Friday, September 30, 2016

Who Me?

"You have a nice face," says the lady at the Ageless makeup counter.  "Not everyone does."  Well said, m'lady!  If there's a better way to get this Short Jewish Gal to unload obscene amounts of dinero, I have yet to hear it.  Of course, she catches me at a vulnerable moment.  I'm looking for the Delusions counter.  This is meant to be a strike attack:  Get the foundation powder.  Get the lipstick.  Get out of Macy's alive.

"Delusions?" says Nahid, leaving her post.  I detect a hint of distress in her voice.  Now she's standing in front of me, smiling earnestly.  She touches my arm, as if we're old friends, and delivers the news.  "Oh, honey, Delusions went out of business." Say what?!  The uber-fluorescent makeup department, harshly lit to magnify every facial flaw, begins to spin.  In shock, I sit down in the comfy makeup chair.  I feel right at home.  "Are you alright, dear?" asks Nahid.  I don't answer.  Nahid spritzes me with a fine Ageless mist.  I'm magically revived.  "I just... I can't believe it.  I've been a Delusions customer for a while now and..."  I collect myself.  I don't wish to weep in front of my newly-appointed beauty consultant.  "It was all over the Internet," Nahid tells me.

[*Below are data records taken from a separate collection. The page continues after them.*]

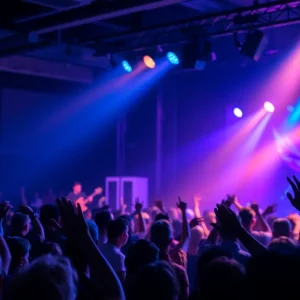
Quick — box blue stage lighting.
[167,52,179,65]
[122,60,132,72]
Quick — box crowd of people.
[0,175,300,299]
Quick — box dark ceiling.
[0,0,299,81]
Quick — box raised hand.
[177,197,187,212]
[154,200,164,212]
[135,198,143,213]
[262,204,277,216]
[287,176,300,211]
[0,201,13,219]
[225,194,237,207]
[56,198,88,238]
[19,204,35,218]
[214,204,242,236]
[250,203,260,215]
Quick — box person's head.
[203,211,217,230]
[199,257,245,300]
[11,213,31,236]
[73,182,82,194]
[94,211,114,233]
[86,220,99,243]
[167,208,179,221]
[119,214,134,235]
[155,213,170,222]
[39,241,63,256]
[11,255,77,300]
[239,207,256,230]
[272,218,292,238]
[40,204,60,231]
[129,261,179,300]
[6,236,31,273]
[150,220,173,251]
[188,225,204,256]
[268,236,298,255]
[107,218,129,248]
[125,239,159,277]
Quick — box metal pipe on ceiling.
[31,0,190,35]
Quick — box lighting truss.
[96,1,300,53]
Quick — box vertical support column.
[155,89,163,196]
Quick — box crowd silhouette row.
[0,175,300,300]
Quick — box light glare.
[167,52,179,65]
[121,60,132,73]
[264,101,275,113]
[143,55,156,69]
[233,108,243,118]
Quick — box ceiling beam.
[86,0,300,53]
[26,0,190,35]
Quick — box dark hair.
[239,208,255,226]
[107,218,128,240]
[155,213,170,222]
[40,205,60,228]
[94,211,113,231]
[150,220,172,248]
[197,246,232,280]
[272,218,292,238]
[73,181,81,187]
[11,213,30,234]
[125,240,159,276]
[199,257,245,300]
[6,236,31,268]
[130,261,179,300]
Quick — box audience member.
[150,219,189,300]
[94,211,113,246]
[272,218,292,238]
[100,218,129,281]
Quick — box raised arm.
[177,198,191,252]
[133,199,146,234]
[57,198,125,300]
[251,203,271,233]
[214,204,268,257]
[19,205,45,242]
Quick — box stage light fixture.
[233,108,243,118]
[143,55,155,69]
[121,60,132,73]
[264,102,275,113]
[181,40,213,70]
[167,52,179,65]
[237,30,268,61]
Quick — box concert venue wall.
[0,73,117,202]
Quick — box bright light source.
[143,55,155,69]
[233,108,243,118]
[264,101,275,113]
[121,60,132,73]
[167,52,179,65]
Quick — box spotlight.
[121,60,132,73]
[264,102,275,113]
[233,108,243,118]
[143,55,155,69]
[167,52,179,65]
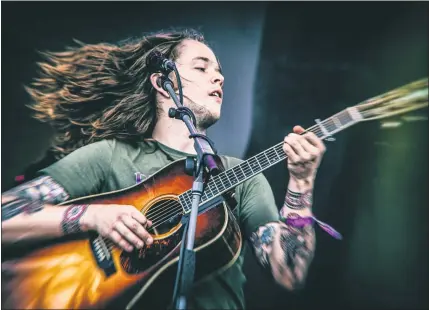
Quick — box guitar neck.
[179,107,363,213]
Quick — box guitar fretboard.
[178,107,361,212]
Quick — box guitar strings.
[144,111,358,230]
[147,106,418,226]
[145,111,348,221]
[146,111,354,228]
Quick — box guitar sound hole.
[120,197,184,274]
[145,198,183,236]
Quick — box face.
[173,40,224,130]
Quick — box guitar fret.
[263,152,272,165]
[255,153,268,168]
[221,172,233,188]
[273,146,283,159]
[340,110,353,126]
[240,164,249,178]
[211,177,221,192]
[250,157,262,171]
[181,192,190,212]
[179,195,187,212]
[227,169,239,184]
[234,165,245,180]
[216,175,227,192]
[242,162,253,177]
[325,119,337,132]
[268,148,279,161]
[205,185,214,199]
[332,116,342,128]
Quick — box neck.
[152,114,206,155]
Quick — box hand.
[283,125,326,181]
[81,204,153,252]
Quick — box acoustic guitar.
[1,78,427,309]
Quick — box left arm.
[250,126,325,290]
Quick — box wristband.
[282,214,343,240]
[61,204,89,234]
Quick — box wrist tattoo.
[1,176,70,222]
[284,189,313,210]
[61,204,89,234]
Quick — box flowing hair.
[26,29,207,159]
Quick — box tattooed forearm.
[1,176,69,222]
[251,220,315,290]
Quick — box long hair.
[26,29,206,159]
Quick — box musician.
[1,29,328,309]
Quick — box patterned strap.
[283,214,343,240]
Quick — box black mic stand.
[157,75,219,310]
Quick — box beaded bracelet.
[61,204,89,234]
[283,214,343,240]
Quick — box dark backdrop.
[1,2,428,310]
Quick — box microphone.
[146,50,176,73]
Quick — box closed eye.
[195,67,206,72]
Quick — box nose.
[211,71,224,88]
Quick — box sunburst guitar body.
[1,158,242,309]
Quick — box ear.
[150,73,170,99]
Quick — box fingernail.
[147,237,153,244]
[138,242,143,248]
[128,246,133,252]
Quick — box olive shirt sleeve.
[237,173,280,239]
[38,140,114,200]
[221,156,280,239]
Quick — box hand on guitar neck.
[1,177,153,252]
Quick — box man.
[1,29,329,309]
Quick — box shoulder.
[72,139,115,155]
[219,155,243,170]
[108,139,158,155]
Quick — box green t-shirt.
[40,139,279,309]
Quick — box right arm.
[1,176,153,251]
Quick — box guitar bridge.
[90,233,116,277]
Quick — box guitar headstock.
[353,78,428,122]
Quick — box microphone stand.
[157,75,219,310]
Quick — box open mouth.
[208,90,222,99]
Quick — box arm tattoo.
[284,189,313,210]
[250,225,275,268]
[250,220,315,290]
[1,176,69,222]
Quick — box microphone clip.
[169,107,197,127]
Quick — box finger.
[298,138,320,160]
[283,143,300,163]
[303,132,326,153]
[110,230,133,252]
[121,215,153,245]
[114,221,144,249]
[127,207,151,227]
[284,134,309,161]
[293,125,305,134]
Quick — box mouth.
[208,89,223,104]
[208,89,223,100]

She goes in for the kill, but I'm still grieving, so I don't even notice.  Well played, m'lady!  "Tell me what Delusions products you used.  I have a list I can cross-reference. We'll find you something compatible."  And ridiculously more expensive.  She neglects to mention price, but it matters not.  I'm now under Nahid's spell.  She's told me I have a nice face.  Not everyone does!  I will purchase whatever she recommends, even if it means the sons must forego their inheritance.

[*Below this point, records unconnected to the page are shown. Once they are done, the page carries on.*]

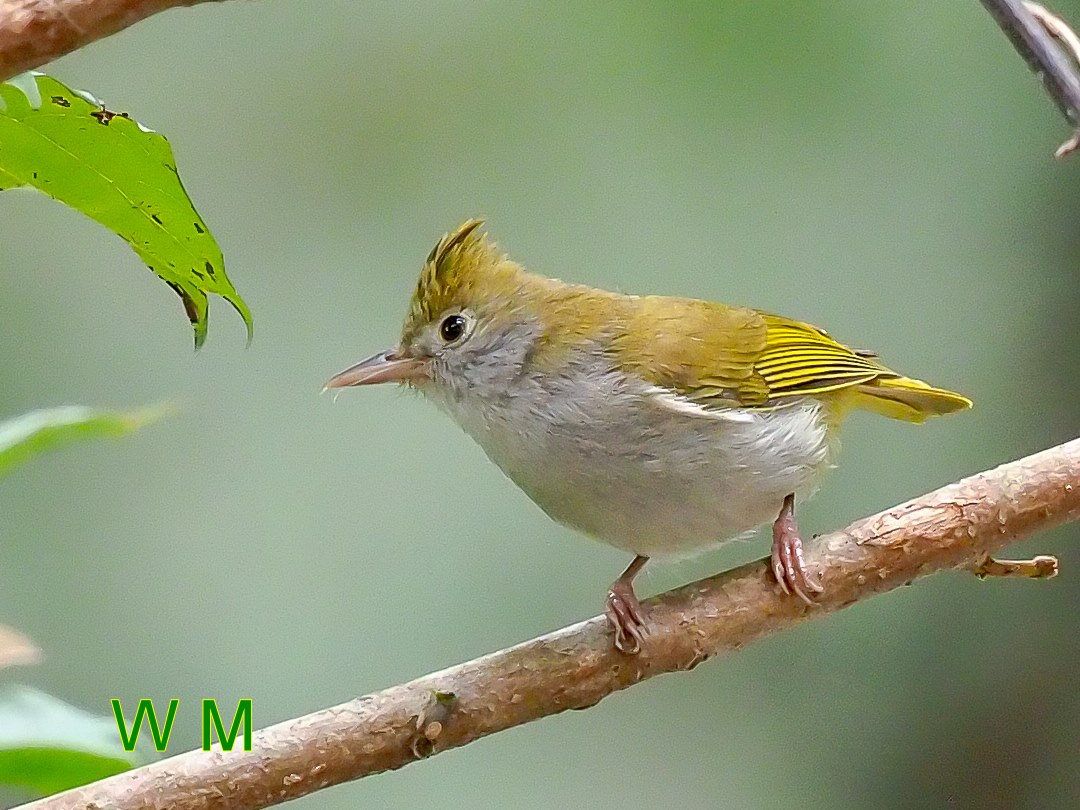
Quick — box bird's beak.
[324,349,429,389]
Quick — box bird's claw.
[771,496,823,605]
[605,581,647,654]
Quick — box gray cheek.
[427,350,513,403]
[441,323,542,399]
[426,358,470,402]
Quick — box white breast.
[425,365,835,557]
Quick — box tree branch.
[981,0,1080,156]
[0,3,1074,805]
[18,438,1080,810]
[0,0,227,83]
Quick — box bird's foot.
[604,555,649,654]
[605,580,646,654]
[771,493,823,605]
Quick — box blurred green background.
[2,1,1079,807]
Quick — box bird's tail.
[851,375,972,423]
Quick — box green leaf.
[0,405,163,477]
[0,685,144,796]
[0,72,252,347]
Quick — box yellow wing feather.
[754,313,970,421]
[621,303,970,423]
[755,314,881,396]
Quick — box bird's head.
[325,220,548,402]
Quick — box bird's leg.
[770,493,823,605]
[605,555,649,654]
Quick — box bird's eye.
[439,314,468,343]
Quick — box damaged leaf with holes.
[0,72,251,347]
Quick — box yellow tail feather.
[852,376,972,423]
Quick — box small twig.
[19,438,1080,810]
[974,553,1059,578]
[981,0,1080,157]
[1025,2,1080,155]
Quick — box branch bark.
[0,0,226,82]
[19,437,1080,810]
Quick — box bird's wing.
[615,300,887,410]
[749,313,884,400]
[613,298,770,405]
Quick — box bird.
[326,219,971,653]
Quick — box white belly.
[427,375,835,557]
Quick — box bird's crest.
[408,219,500,325]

This is so much better than the majority of makeup encounters I've endured over the years. Just try walking through a makeup department in New York.  "I have something for those fine lines," doesn't ignite my spending gene.  "I have something for those dark circles," doesn't inspire my credit card.  Au contraire.  These gals and occasional guys who deal in skincare should recognize those of us whose epidermis runs on the thin side.  Insults are not the way to my wallet.  Skip the trauma.  Try some good ol' American flattery.  Whether it's sincere or a reasonable facsimile, go ahead and fawn.  That's the ticket to ca-ching.  Tell me my skin looks great, omit "for someone your age" and we're talkin' commerce.  Nahid gets that.  She gets me.  No wonder we click.  She says, "Try this lipstick."  And, "This blush matches your cheeks perfectly."  And, "Look at that glow on your face."

Not once does she hurl a posthumous dig at Delusions. Nahid is too subtle, too skilled, to sink that low.  Before I know it, she's ringing up the bill.  The amount takes me by surprise.  I grip the counter to steady myself.  She reaches for the spritzer again.  "It's okay, I'm good," I tell her.  "Any samples you can throw my way?"  Nahid winks.  "I'll be right back."